Alumna KATIE BARIC (BCHS ’17), co-founder of the NGO, Hands on Peru, reports that “in June alone, we hosted 11 international volunteers, 9 health campaigns, and served 140 patients!&drquo;
Last month BCHS faculty TIFFANY GARY-WEBB and ELIZABETH FELTER met in Chicago with staff at Feeding America about evaluating community-based diabetes prevention programs in food banks.
KRISTINA WINT (BCHS ’17) will begin a new position in the School of Medicine’s Department of Family Medicine with Dr. Lisa Schlar. She will coordinate interconception care for mothers using well baby visits to promote mother’s health.
Noble A-W Maseru, PhD, MPH, will join Pitt Public Health as director of the Center for Health Equity (CHE), associate dean for diversity, and professor of public health practice in the Department of Behavioral and Community Health Sciences. Maseru served for more than a decade as health commissioner for the City of Cincinnati Health Department where he oversaw more than 400 employees and an annual budget of $49 million dollars.
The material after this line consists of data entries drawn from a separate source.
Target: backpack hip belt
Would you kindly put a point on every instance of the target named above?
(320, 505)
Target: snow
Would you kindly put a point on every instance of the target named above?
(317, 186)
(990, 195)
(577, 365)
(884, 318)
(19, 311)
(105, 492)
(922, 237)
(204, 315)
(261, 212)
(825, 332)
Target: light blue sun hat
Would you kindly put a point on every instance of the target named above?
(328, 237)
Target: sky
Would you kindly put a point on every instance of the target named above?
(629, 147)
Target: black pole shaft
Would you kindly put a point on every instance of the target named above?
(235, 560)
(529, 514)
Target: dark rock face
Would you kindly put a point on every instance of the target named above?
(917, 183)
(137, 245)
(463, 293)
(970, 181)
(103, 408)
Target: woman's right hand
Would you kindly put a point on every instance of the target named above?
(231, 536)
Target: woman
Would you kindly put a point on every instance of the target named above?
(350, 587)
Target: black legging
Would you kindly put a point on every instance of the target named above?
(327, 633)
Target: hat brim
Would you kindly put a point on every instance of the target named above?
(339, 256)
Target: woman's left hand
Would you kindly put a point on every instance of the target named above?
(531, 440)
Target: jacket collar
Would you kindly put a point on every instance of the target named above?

PITTSBURGH POST-GAZETTE - The Pitt Public Health CENTER FOR HEALTH EQUITY’s Violence Prevention Initiative received funding from the Allegheny County Health Department for community outreach to prevent firearm violence. RICHARD GARLAND, assistant professor of public health practice, will coordinate the effort, joined by a community trauma response team from FOCUS Pittsburgh.
We hear that new doctoral alumna CHELSEA PALLATINO (BCHS ’17) will begin a position as a postdoc researcher with Magee Women’s Research Institute in July. She’ll be studying unintended pregnancy, Hep C prevalence, and intimate partner violence among opioid-dependent mothers.
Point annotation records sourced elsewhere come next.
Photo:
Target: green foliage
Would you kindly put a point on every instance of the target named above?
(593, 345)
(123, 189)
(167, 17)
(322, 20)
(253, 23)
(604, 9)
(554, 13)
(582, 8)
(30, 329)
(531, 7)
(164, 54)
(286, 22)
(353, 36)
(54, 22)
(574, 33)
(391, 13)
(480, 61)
PITTSBURGH POST-GAZETTE - Congratulations to BCHS student ALYSIA TUCKER, who took home $2,500 for her Best4Baby startup that connects soon-to-be mothers with local, affordable doulas. Tucker said her company will only match expecting mothers with fully-trained doulas who have undergone 30 hours in classes and have completed a certain number of births successfully.